Já dentro do moinho, subo outra vez as escadas, oito, nove, e depois até ao último piso, o do telhado. Aqui, o soalho está mais carcomido, pela chuva que ainda lhe entrou antes de ser arranjada a cobertura. Debaixo do tecto ficam as peças mais imponentes: a viga do mastro, um longo e grosso pau com um metro de largo em cada uma das quatro faces, que atravessa em diâmetro a circunferência do moinho. Num dos extremos, apoia-se numa outra estrutura forte de madeira, e sai para fora da parede no lado oposto, a segurar as varas do velame.
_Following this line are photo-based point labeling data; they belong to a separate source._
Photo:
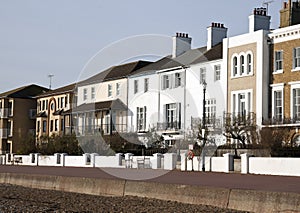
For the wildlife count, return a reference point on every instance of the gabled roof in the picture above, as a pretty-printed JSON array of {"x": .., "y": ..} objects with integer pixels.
[
  {"x": 29, "y": 91},
  {"x": 115, "y": 72},
  {"x": 58, "y": 91},
  {"x": 185, "y": 59},
  {"x": 98, "y": 106},
  {"x": 215, "y": 53},
  {"x": 153, "y": 67},
  {"x": 189, "y": 57}
]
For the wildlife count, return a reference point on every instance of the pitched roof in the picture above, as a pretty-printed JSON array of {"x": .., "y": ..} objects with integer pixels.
[
  {"x": 185, "y": 59},
  {"x": 98, "y": 106},
  {"x": 153, "y": 67},
  {"x": 61, "y": 90},
  {"x": 115, "y": 72},
  {"x": 214, "y": 53},
  {"x": 29, "y": 91}
]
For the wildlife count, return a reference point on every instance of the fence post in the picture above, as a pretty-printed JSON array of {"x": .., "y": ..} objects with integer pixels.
[
  {"x": 245, "y": 163},
  {"x": 229, "y": 166}
]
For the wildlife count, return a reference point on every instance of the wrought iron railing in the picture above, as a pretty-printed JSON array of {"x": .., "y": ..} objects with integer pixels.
[
  {"x": 105, "y": 129},
  {"x": 3, "y": 133},
  {"x": 281, "y": 121},
  {"x": 3, "y": 112},
  {"x": 169, "y": 126}
]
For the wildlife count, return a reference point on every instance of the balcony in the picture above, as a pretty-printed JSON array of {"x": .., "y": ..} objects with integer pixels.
[
  {"x": 10, "y": 112},
  {"x": 96, "y": 129},
  {"x": 3, "y": 133},
  {"x": 282, "y": 121},
  {"x": 232, "y": 119},
  {"x": 175, "y": 126},
  {"x": 212, "y": 123},
  {"x": 3, "y": 112},
  {"x": 32, "y": 113}
]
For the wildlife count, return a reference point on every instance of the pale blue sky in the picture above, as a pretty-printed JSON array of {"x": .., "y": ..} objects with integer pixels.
[{"x": 60, "y": 36}]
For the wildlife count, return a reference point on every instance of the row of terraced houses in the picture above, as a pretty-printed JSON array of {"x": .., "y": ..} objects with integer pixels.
[{"x": 257, "y": 72}]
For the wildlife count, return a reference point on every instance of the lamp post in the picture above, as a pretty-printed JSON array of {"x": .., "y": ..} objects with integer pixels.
[{"x": 203, "y": 127}]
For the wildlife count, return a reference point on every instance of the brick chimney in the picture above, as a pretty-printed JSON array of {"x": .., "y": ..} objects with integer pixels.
[
  {"x": 181, "y": 43},
  {"x": 215, "y": 34},
  {"x": 259, "y": 20},
  {"x": 290, "y": 13}
]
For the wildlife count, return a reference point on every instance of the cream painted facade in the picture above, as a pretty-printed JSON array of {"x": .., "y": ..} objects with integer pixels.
[
  {"x": 51, "y": 119},
  {"x": 247, "y": 58}
]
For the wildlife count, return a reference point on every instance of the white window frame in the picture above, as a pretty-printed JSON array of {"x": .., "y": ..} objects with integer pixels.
[
  {"x": 178, "y": 79},
  {"x": 210, "y": 108},
  {"x": 84, "y": 94},
  {"x": 166, "y": 82},
  {"x": 141, "y": 117},
  {"x": 109, "y": 90},
  {"x": 296, "y": 59},
  {"x": 294, "y": 85},
  {"x": 118, "y": 89},
  {"x": 202, "y": 75},
  {"x": 93, "y": 93},
  {"x": 136, "y": 86},
  {"x": 249, "y": 64},
  {"x": 235, "y": 103},
  {"x": 277, "y": 88},
  {"x": 242, "y": 67},
  {"x": 146, "y": 84},
  {"x": 278, "y": 61},
  {"x": 217, "y": 69},
  {"x": 234, "y": 65}
]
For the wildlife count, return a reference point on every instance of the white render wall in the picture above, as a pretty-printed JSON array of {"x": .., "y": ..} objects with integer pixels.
[
  {"x": 261, "y": 71},
  {"x": 141, "y": 99},
  {"x": 101, "y": 92}
]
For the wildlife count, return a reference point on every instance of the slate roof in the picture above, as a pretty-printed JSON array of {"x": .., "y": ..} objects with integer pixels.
[
  {"x": 214, "y": 53},
  {"x": 190, "y": 57},
  {"x": 29, "y": 91},
  {"x": 58, "y": 91},
  {"x": 98, "y": 106},
  {"x": 115, "y": 72}
]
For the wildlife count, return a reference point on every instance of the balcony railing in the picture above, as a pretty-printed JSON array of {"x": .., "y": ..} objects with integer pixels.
[
  {"x": 211, "y": 123},
  {"x": 10, "y": 112},
  {"x": 3, "y": 112},
  {"x": 281, "y": 121},
  {"x": 3, "y": 133},
  {"x": 169, "y": 126},
  {"x": 32, "y": 113},
  {"x": 104, "y": 129},
  {"x": 239, "y": 118}
]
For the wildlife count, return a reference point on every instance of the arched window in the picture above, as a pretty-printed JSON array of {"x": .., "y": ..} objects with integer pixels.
[
  {"x": 242, "y": 65},
  {"x": 249, "y": 63},
  {"x": 234, "y": 63}
]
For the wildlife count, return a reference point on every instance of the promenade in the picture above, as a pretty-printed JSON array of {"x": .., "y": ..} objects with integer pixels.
[{"x": 255, "y": 193}]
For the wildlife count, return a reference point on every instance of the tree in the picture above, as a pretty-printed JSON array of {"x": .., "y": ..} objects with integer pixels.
[
  {"x": 241, "y": 127},
  {"x": 60, "y": 144}
]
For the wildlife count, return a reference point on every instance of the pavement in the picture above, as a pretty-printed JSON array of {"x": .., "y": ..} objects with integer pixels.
[{"x": 207, "y": 179}]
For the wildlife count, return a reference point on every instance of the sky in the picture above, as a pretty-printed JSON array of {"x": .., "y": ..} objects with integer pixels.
[{"x": 62, "y": 37}]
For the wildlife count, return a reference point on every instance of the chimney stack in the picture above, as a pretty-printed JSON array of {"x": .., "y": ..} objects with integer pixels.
[
  {"x": 290, "y": 13},
  {"x": 181, "y": 43},
  {"x": 216, "y": 32},
  {"x": 259, "y": 20}
]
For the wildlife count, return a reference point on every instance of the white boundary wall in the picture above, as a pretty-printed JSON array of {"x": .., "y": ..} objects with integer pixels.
[{"x": 274, "y": 166}]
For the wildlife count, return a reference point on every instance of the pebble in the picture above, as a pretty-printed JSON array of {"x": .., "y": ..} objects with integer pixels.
[{"x": 15, "y": 198}]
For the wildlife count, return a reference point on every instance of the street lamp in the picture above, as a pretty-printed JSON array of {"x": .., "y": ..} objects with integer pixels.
[{"x": 203, "y": 126}]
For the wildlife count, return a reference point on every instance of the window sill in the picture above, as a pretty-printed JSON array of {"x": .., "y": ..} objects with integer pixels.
[
  {"x": 242, "y": 76},
  {"x": 277, "y": 72},
  {"x": 296, "y": 69}
]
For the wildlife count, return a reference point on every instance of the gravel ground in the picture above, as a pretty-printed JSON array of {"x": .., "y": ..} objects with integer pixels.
[{"x": 20, "y": 199}]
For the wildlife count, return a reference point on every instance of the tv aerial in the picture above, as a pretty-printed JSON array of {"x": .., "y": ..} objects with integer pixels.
[{"x": 266, "y": 4}]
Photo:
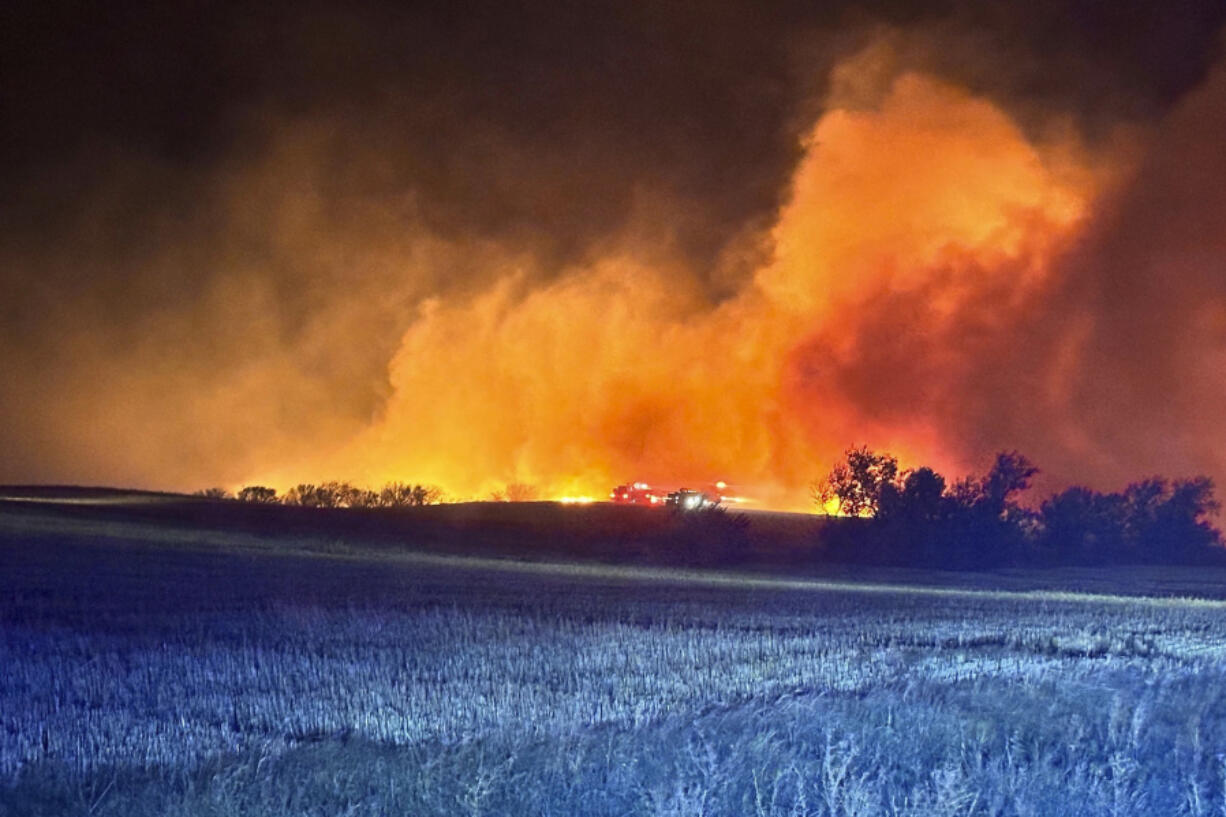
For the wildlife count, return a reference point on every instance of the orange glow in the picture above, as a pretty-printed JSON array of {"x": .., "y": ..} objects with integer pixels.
[{"x": 622, "y": 366}]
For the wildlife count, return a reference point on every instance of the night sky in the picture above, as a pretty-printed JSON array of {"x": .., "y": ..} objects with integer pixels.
[{"x": 574, "y": 244}]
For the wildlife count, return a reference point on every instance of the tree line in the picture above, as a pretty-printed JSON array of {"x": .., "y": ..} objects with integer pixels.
[
  {"x": 335, "y": 494},
  {"x": 917, "y": 518}
]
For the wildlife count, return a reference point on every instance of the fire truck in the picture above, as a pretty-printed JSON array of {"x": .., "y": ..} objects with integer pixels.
[{"x": 640, "y": 493}]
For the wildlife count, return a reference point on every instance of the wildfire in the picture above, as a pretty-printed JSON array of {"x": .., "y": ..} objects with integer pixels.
[{"x": 931, "y": 196}]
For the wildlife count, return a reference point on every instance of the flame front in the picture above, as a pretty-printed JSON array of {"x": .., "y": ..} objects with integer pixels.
[{"x": 622, "y": 368}]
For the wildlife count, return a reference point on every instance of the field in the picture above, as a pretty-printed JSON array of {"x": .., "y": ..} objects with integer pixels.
[{"x": 158, "y": 665}]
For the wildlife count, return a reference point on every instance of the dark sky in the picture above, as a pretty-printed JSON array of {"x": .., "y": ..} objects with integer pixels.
[{"x": 218, "y": 220}]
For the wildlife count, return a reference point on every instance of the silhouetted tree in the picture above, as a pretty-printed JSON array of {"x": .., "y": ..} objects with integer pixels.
[
  {"x": 858, "y": 482},
  {"x": 1084, "y": 526},
  {"x": 402, "y": 494},
  {"x": 1168, "y": 520},
  {"x": 304, "y": 494},
  {"x": 258, "y": 493}
]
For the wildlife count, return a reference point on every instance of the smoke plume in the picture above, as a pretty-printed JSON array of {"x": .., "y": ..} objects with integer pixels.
[{"x": 728, "y": 261}]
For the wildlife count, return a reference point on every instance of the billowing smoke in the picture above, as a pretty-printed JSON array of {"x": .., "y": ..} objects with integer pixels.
[{"x": 829, "y": 234}]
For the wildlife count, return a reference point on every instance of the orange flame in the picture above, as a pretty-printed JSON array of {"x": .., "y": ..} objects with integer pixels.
[{"x": 623, "y": 369}]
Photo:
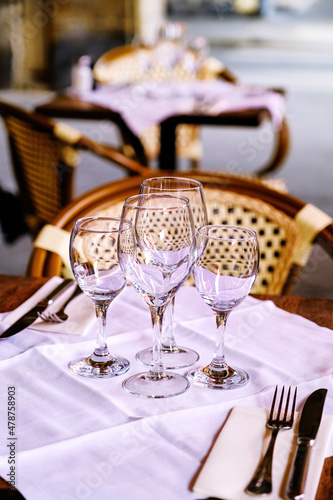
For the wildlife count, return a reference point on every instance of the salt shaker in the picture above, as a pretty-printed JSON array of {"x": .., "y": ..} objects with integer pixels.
[{"x": 82, "y": 75}]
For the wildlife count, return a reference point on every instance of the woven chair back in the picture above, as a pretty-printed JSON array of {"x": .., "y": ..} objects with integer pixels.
[
  {"x": 43, "y": 166},
  {"x": 284, "y": 246}
]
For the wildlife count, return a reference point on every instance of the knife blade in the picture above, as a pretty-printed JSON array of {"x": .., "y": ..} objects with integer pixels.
[
  {"x": 307, "y": 432},
  {"x": 28, "y": 318}
]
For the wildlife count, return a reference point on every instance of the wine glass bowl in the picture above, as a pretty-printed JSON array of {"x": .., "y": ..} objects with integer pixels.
[
  {"x": 224, "y": 273},
  {"x": 94, "y": 262},
  {"x": 175, "y": 356},
  {"x": 157, "y": 255}
]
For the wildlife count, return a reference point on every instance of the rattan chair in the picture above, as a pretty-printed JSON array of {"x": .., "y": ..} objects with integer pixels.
[
  {"x": 286, "y": 226},
  {"x": 44, "y": 157},
  {"x": 138, "y": 64}
]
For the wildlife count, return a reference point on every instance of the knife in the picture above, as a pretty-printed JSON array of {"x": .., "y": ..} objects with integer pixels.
[
  {"x": 307, "y": 432},
  {"x": 32, "y": 315}
]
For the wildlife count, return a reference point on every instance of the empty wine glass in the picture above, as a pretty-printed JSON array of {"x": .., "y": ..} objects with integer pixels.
[
  {"x": 224, "y": 274},
  {"x": 94, "y": 262},
  {"x": 175, "y": 356},
  {"x": 157, "y": 255}
]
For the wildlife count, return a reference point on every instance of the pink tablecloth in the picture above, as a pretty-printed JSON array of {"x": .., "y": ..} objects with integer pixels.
[{"x": 148, "y": 103}]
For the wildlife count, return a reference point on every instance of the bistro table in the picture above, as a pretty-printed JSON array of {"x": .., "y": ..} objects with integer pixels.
[
  {"x": 16, "y": 289},
  {"x": 65, "y": 105}
]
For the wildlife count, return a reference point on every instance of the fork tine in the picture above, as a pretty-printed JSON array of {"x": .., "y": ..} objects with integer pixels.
[
  {"x": 293, "y": 407},
  {"x": 280, "y": 404},
  {"x": 273, "y": 404},
  {"x": 287, "y": 406}
]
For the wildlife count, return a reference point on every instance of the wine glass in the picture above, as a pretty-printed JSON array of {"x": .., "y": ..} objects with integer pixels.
[
  {"x": 224, "y": 274},
  {"x": 175, "y": 356},
  {"x": 157, "y": 255},
  {"x": 94, "y": 262}
]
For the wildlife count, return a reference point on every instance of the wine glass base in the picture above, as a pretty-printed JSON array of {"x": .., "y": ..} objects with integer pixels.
[
  {"x": 235, "y": 379},
  {"x": 142, "y": 384},
  {"x": 181, "y": 357},
  {"x": 88, "y": 368}
]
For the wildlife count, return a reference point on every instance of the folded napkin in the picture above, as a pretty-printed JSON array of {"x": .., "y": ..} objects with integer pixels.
[
  {"x": 80, "y": 310},
  {"x": 240, "y": 447}
]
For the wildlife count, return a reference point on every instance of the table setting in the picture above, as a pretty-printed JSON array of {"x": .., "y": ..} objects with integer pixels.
[
  {"x": 147, "y": 103},
  {"x": 86, "y": 417}
]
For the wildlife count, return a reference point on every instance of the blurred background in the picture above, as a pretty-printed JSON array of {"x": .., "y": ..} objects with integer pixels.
[{"x": 275, "y": 43}]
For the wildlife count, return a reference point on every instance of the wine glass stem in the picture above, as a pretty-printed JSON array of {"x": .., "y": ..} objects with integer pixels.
[
  {"x": 169, "y": 342},
  {"x": 156, "y": 369},
  {"x": 101, "y": 348},
  {"x": 218, "y": 361}
]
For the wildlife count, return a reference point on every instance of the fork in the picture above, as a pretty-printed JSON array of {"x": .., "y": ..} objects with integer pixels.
[
  {"x": 59, "y": 316},
  {"x": 262, "y": 480}
]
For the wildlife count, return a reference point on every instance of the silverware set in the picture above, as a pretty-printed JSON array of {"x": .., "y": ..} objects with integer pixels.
[
  {"x": 283, "y": 419},
  {"x": 60, "y": 316},
  {"x": 40, "y": 310},
  {"x": 261, "y": 482}
]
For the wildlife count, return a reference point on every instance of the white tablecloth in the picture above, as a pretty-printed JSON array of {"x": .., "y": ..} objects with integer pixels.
[{"x": 79, "y": 438}]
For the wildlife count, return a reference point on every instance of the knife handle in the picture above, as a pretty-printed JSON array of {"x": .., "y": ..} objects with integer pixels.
[
  {"x": 298, "y": 470},
  {"x": 57, "y": 291}
]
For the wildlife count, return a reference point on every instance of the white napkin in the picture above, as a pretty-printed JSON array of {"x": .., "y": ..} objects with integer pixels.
[
  {"x": 239, "y": 448},
  {"x": 80, "y": 310}
]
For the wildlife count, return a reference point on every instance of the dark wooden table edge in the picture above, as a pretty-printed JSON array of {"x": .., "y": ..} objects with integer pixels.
[{"x": 16, "y": 289}]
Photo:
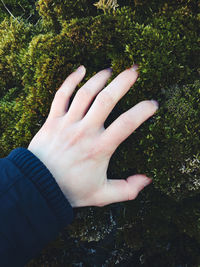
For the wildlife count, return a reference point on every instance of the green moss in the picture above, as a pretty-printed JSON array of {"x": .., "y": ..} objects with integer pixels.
[{"x": 162, "y": 224}]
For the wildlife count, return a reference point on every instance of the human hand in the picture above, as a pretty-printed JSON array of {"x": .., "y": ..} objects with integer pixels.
[{"x": 75, "y": 146}]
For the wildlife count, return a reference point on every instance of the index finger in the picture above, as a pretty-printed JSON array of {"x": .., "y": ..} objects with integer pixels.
[{"x": 108, "y": 97}]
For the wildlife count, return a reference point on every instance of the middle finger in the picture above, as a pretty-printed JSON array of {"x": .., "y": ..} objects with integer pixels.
[{"x": 108, "y": 97}]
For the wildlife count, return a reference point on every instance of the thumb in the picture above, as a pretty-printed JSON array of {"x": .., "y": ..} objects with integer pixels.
[{"x": 123, "y": 190}]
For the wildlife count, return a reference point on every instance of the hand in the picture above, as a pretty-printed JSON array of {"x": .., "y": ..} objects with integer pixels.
[{"x": 75, "y": 146}]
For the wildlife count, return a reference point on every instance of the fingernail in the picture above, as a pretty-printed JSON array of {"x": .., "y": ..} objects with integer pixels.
[
  {"x": 134, "y": 67},
  {"x": 156, "y": 104},
  {"x": 80, "y": 69}
]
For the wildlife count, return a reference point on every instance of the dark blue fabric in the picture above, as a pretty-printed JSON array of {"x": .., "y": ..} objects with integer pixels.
[{"x": 28, "y": 218}]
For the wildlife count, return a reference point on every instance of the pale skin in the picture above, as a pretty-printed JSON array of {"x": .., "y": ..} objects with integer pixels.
[{"x": 76, "y": 148}]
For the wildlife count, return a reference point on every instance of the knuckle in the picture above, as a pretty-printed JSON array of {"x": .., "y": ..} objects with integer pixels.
[
  {"x": 84, "y": 93},
  {"x": 127, "y": 121},
  {"x": 105, "y": 98}
]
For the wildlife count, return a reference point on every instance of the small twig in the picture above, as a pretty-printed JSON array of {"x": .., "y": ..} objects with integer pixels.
[
  {"x": 37, "y": 21},
  {"x": 21, "y": 6},
  {"x": 29, "y": 17},
  {"x": 8, "y": 10}
]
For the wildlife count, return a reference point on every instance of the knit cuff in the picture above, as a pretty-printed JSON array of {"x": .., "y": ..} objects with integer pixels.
[{"x": 35, "y": 170}]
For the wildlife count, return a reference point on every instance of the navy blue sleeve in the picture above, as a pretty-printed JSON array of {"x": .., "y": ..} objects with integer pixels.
[{"x": 33, "y": 208}]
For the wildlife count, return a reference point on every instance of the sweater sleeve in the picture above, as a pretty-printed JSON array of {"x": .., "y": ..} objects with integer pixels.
[{"x": 33, "y": 208}]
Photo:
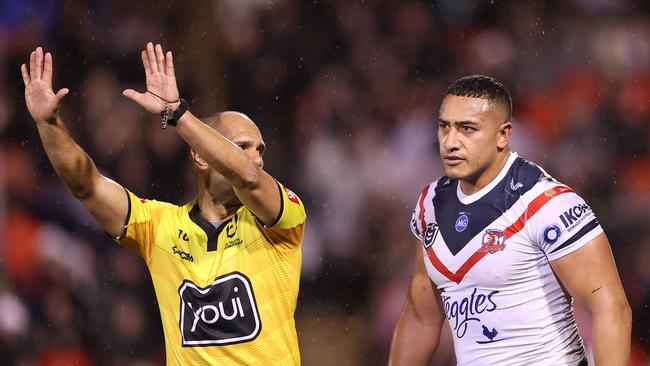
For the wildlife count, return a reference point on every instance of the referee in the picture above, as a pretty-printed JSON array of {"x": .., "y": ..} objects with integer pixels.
[{"x": 225, "y": 266}]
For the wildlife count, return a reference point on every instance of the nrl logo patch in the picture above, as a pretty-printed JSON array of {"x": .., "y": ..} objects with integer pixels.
[{"x": 493, "y": 241}]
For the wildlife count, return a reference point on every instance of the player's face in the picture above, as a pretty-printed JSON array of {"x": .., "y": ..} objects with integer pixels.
[{"x": 469, "y": 136}]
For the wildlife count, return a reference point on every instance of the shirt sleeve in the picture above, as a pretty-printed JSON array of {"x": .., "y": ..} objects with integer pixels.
[
  {"x": 139, "y": 228},
  {"x": 288, "y": 228},
  {"x": 563, "y": 225}
]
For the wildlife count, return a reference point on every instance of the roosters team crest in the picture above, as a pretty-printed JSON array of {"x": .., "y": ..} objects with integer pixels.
[
  {"x": 493, "y": 241},
  {"x": 292, "y": 196}
]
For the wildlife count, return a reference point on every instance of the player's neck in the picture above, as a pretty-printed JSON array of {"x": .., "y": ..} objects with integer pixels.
[
  {"x": 214, "y": 209},
  {"x": 484, "y": 178}
]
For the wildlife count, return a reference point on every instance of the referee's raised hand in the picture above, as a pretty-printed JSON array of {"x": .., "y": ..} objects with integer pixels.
[
  {"x": 160, "y": 78},
  {"x": 42, "y": 103}
]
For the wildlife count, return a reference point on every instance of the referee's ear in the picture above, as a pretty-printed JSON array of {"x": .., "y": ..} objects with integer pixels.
[{"x": 198, "y": 160}]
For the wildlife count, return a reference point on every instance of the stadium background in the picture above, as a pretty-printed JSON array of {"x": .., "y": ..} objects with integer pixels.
[{"x": 346, "y": 94}]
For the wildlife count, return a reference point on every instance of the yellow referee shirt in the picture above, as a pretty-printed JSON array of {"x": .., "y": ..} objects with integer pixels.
[{"x": 227, "y": 296}]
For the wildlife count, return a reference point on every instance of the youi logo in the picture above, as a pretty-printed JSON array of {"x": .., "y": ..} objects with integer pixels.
[
  {"x": 463, "y": 311},
  {"x": 461, "y": 223}
]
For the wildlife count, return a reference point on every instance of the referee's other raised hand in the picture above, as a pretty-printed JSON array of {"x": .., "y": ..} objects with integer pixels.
[
  {"x": 161, "y": 81},
  {"x": 43, "y": 104}
]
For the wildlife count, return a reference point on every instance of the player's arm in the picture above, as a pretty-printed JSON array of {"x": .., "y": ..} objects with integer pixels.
[
  {"x": 418, "y": 329},
  {"x": 590, "y": 276},
  {"x": 105, "y": 199},
  {"x": 257, "y": 190}
]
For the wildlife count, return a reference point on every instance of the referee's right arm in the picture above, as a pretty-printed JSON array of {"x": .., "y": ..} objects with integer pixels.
[
  {"x": 417, "y": 333},
  {"x": 105, "y": 199}
]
É de pau-ferro, grande, castanho claro ou esbatido do escuro que se calhar foi. Quase a meio, sustenta uma grande roda dentada, que dá às máquinas o movimento que os ventos transmitiram através das velas.
O tecto é forrado com paus rectangulares e assenta num aro também de madeira grossa, por baixo do qual se encaixam pesados rodízios de ferro. São dezoito e rolam dentro de um carril de ferro entalhado na pedra que remata o topo do cilindro de alvenaria que é o edifício do moinho. Nesta pedra, do lado de dentro, há também dezoito argolas pequenas, tamanho de um punho fechado, onde se prende o gancho de um torniquete. É o que mais se conhece hoje, estes remates de cantaria – a maioria dos moinhos, abandonados, perderam o telhado de madeira e ferro e deixaram-se ficar, descabeçados, mas a ostentar com orgulho aquele anel cor da pedra por cima das paredes já descarnadas.
Tudo no moinho me faz pensar na sua construção – da mesma maneira que penso quando entro numa catedral e me admiro com o que ali está e como terá sido feito. Estes aros de madeira grossa, estas rodas de ferro, pesadíssimas, a pedra, as cantarias, cada encaixe que teve de ser acertado ao milímetro quando as mãos rudes dos seus construtores, pensamos hoje, não permitiam medição tão rigorosa. Para as catedrais, para as igrejas, foram contratados engenheiros, estudiosos equipados e bem pagos. Aqui, veio um mestre. Foi ele quem mediu? Foi ele quem assentou? Lembro-me mal das máquinas a trabalhar: só do rodar das velas e do barulho do engenho do piso de baixo, que preparava o trigo para moer, limpando-o de palha, pedras e outras intromissões. Espantava-me, apenas. Hoje, não só me espanto mas penso na surpresa que é tudo aquilo se ter movido com acerto, sem uma falha, anos a fio.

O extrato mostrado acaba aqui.